After row reduction we get the same matrix as given. They intersect along a line given by $\vec{x}=t\{-2,1,0\}$.
e) Consider the system of equations
\begin{cases}
u_1x_1+u_2x_2+u_3x_3=0 \\
v_1x_1+v_2x_2+v_3x_3=0 \\
w_1x_1+w_2x_2+w_3x_3=0 \\
\end{cases}
Assume only that the vectors $\vec{u}$,$\vec{v}$,$\vec{w}$ are non-zero and $\det(A)=0$ but that you don't know how the matrix row reduces. Each equation defines a plane in $\mathbb{R}^3$. Describe the possible ways that the $3$ planes can intersect and explain why.
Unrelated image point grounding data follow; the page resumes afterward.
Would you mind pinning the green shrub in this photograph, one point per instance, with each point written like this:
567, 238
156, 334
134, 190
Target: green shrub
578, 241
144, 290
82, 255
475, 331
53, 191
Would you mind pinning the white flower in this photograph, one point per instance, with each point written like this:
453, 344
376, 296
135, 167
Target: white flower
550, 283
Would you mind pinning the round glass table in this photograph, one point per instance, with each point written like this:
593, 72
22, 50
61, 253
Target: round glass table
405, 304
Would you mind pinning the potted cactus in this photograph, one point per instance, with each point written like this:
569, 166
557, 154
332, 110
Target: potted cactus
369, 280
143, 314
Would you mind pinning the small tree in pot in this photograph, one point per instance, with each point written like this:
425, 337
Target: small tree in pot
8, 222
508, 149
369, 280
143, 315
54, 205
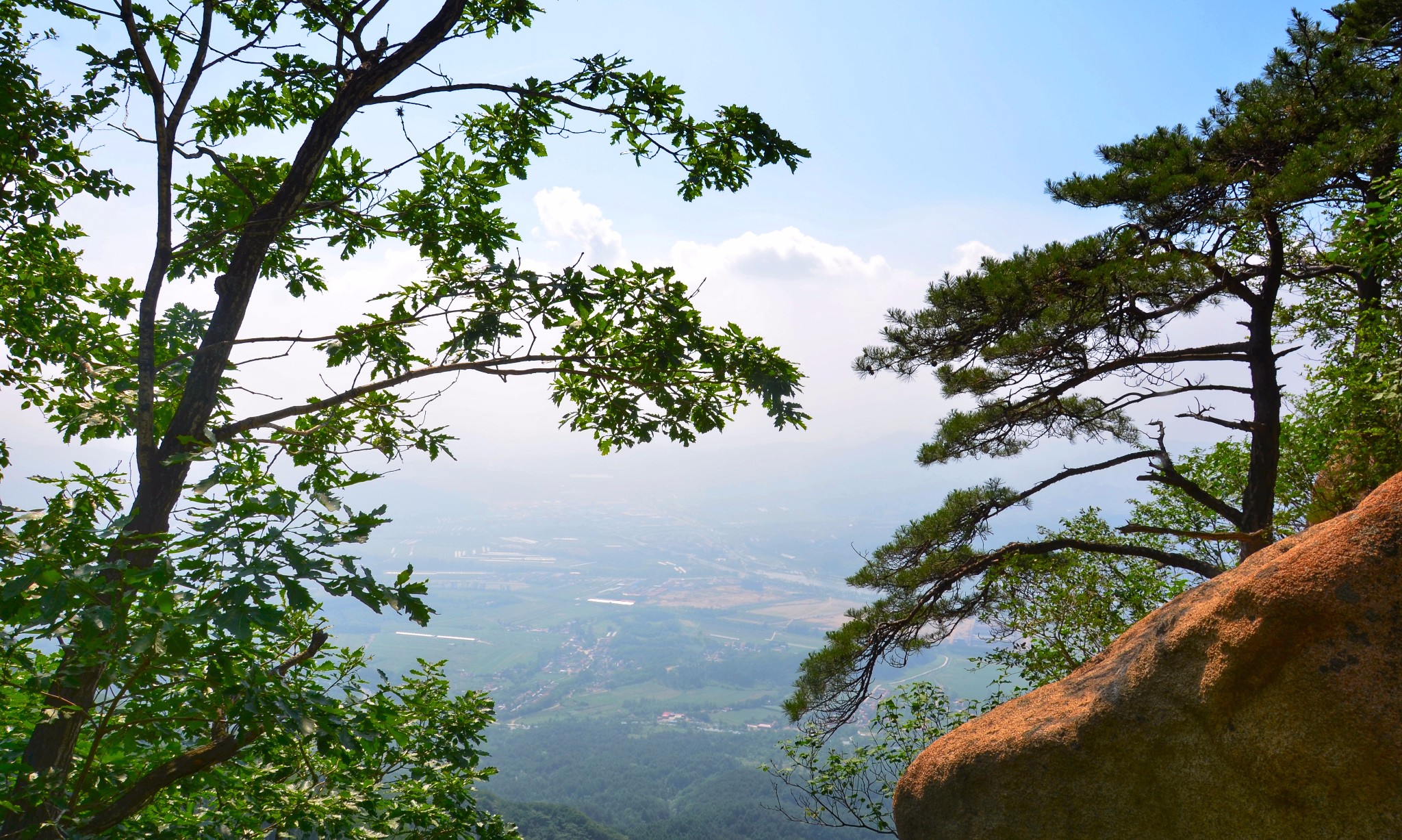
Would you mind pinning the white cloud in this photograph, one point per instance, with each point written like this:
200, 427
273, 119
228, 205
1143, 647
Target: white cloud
969, 255
578, 227
780, 254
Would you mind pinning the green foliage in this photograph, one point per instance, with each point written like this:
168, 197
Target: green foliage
1052, 613
853, 787
1276, 208
164, 668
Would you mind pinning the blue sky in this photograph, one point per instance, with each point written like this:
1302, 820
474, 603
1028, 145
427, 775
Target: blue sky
932, 127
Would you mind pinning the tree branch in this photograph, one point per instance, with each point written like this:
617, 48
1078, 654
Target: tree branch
492, 366
1186, 535
190, 762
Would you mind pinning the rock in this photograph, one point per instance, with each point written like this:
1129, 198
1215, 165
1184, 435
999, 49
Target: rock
1264, 704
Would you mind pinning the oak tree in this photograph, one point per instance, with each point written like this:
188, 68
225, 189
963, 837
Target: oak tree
163, 668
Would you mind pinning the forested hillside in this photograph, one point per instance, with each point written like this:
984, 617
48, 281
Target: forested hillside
644, 783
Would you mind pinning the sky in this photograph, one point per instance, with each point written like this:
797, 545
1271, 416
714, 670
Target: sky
932, 128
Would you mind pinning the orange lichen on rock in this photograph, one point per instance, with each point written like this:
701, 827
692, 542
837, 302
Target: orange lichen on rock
1265, 703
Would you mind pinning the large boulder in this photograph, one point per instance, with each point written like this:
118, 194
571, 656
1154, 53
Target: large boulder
1266, 703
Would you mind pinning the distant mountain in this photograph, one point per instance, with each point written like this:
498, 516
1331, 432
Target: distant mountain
547, 821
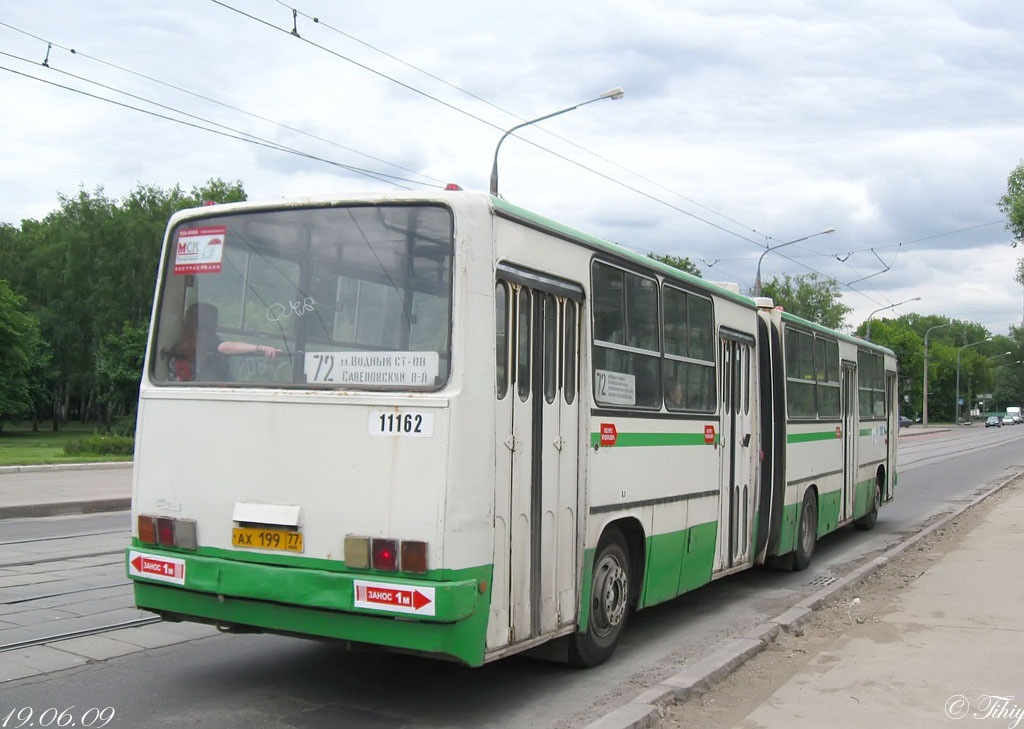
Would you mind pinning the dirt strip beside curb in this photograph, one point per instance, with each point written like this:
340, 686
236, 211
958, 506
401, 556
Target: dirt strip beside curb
642, 711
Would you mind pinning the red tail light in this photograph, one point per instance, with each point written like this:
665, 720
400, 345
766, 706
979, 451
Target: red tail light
385, 554
146, 529
165, 531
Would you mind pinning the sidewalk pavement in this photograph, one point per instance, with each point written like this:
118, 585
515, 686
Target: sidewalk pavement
945, 646
949, 646
72, 488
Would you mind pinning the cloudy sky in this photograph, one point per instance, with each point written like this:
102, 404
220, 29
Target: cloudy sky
745, 123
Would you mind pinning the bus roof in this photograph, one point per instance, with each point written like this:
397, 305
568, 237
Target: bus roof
528, 217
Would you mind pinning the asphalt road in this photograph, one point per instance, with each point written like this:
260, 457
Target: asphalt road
268, 681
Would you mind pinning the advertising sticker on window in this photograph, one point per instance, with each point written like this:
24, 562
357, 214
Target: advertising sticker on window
615, 387
199, 250
395, 369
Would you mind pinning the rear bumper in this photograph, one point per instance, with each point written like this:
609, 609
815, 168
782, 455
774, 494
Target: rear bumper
323, 603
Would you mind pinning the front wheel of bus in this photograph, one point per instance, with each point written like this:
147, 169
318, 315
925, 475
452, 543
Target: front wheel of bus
808, 535
609, 601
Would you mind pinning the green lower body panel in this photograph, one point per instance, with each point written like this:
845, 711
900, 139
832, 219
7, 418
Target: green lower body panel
678, 561
313, 602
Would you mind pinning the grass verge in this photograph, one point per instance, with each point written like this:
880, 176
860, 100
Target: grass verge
20, 446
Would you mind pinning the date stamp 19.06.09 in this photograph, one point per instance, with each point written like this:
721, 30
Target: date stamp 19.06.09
30, 718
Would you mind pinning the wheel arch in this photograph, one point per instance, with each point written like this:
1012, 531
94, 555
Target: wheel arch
632, 530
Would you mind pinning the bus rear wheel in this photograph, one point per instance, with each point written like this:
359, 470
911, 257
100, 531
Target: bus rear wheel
808, 534
866, 522
609, 602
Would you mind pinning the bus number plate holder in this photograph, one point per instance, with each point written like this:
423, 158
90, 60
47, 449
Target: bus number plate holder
259, 538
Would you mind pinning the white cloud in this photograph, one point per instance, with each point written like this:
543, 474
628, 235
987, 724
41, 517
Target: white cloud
890, 122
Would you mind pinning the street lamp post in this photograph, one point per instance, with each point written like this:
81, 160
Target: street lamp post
891, 306
924, 418
757, 281
958, 352
614, 93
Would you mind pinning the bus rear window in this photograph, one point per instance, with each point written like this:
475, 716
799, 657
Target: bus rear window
348, 297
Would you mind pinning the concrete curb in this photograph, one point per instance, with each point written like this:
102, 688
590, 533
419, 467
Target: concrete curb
31, 511
907, 433
103, 465
642, 711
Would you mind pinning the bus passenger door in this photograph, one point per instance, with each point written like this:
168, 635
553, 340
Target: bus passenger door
736, 440
537, 460
892, 426
850, 436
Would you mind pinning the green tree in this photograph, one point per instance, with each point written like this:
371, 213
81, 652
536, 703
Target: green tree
23, 356
811, 296
119, 367
1012, 204
87, 270
680, 262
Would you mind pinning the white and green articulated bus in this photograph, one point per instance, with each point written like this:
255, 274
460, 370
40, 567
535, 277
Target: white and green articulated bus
438, 423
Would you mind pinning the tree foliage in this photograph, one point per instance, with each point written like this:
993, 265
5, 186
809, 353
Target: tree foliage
23, 356
811, 296
86, 272
985, 368
1012, 205
681, 262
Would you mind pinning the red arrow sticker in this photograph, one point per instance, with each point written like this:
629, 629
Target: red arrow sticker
166, 569
393, 598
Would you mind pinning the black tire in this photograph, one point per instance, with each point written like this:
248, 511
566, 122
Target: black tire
807, 531
866, 522
610, 589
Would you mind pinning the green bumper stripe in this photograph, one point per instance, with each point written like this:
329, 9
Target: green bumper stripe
808, 437
318, 602
635, 439
463, 640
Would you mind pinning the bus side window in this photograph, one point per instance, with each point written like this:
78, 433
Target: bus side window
550, 348
502, 339
522, 345
569, 366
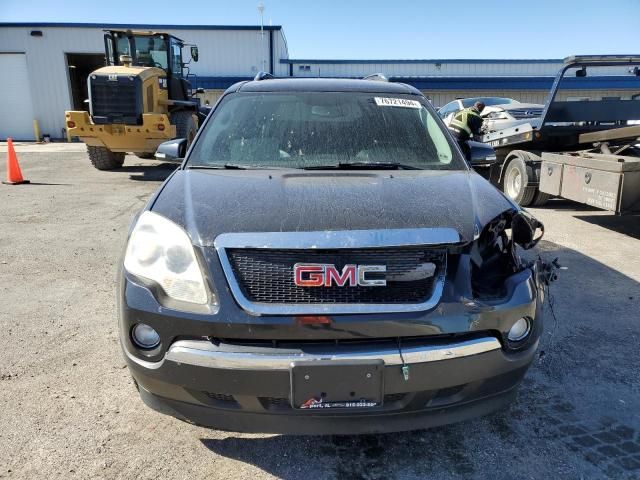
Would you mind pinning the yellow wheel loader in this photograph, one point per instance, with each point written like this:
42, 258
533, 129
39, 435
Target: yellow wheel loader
140, 99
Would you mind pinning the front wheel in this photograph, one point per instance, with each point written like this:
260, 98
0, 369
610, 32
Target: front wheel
104, 159
518, 178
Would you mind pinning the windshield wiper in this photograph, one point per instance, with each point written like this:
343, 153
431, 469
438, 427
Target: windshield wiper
364, 166
231, 166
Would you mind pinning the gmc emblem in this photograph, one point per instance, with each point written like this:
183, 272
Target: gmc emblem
326, 275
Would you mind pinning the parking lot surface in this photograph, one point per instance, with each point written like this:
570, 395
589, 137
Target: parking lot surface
68, 408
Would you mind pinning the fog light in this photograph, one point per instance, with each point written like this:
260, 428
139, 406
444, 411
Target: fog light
519, 330
144, 336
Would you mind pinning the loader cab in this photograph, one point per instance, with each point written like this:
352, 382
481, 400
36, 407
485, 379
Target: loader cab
152, 49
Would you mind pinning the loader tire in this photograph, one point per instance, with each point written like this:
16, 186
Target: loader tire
104, 159
186, 125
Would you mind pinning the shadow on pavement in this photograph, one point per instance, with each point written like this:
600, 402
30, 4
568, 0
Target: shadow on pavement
562, 204
627, 225
575, 415
153, 173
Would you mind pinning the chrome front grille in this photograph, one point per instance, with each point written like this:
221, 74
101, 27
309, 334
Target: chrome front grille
267, 275
260, 269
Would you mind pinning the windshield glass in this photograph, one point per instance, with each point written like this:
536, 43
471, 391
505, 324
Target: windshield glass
306, 130
488, 101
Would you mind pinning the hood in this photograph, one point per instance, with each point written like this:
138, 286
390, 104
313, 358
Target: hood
207, 203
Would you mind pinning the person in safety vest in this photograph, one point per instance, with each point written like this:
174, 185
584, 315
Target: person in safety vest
465, 124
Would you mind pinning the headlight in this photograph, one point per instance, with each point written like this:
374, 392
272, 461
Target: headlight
161, 251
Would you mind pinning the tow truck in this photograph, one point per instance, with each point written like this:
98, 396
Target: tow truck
582, 149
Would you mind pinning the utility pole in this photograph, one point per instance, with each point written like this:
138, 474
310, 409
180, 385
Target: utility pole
261, 10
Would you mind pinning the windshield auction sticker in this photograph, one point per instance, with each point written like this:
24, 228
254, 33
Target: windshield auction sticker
396, 102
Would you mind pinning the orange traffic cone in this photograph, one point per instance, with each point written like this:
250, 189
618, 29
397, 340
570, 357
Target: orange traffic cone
14, 175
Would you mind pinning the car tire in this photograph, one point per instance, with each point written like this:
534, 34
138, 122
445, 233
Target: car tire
186, 125
517, 178
104, 159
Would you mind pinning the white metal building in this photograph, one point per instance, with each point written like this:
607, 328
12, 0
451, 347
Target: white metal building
43, 70
40, 63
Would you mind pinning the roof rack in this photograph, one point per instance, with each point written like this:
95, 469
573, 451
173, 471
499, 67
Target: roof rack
376, 77
263, 76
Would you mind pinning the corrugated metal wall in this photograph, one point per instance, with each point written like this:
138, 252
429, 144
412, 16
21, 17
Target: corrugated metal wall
222, 53
442, 97
443, 68
242, 53
425, 68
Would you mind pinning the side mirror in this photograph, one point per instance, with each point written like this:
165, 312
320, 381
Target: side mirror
523, 229
173, 150
482, 154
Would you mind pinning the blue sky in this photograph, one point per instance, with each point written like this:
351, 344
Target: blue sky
384, 29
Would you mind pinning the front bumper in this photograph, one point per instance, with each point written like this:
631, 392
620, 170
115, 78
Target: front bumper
460, 366
154, 130
234, 389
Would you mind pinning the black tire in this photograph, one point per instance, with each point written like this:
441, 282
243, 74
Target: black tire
540, 199
146, 156
517, 178
104, 159
186, 125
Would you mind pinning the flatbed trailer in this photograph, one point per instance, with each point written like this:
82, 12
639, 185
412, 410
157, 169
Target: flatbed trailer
573, 141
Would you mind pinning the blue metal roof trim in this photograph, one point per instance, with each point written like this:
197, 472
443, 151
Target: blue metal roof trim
418, 61
473, 83
520, 83
140, 26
This is the only part I am not sure about. I know when the determinant is $0$, this means the matrix isn't invertible so there is no unique solution to the system (I think?). But besides that, I'm not sure what other kind of intersections should happen.
Best Answer
You're right, the system cannot have a unique solution. It is homogeneous (all RHSs zero) so it is consistent (the planes all pass through the origin so the origin is in the intersection), so there are infinitely many solutions. But what is the geometry of the solution space?
Think about the rank of $A$. Since $\det A = 0$, the rank cannot be 3.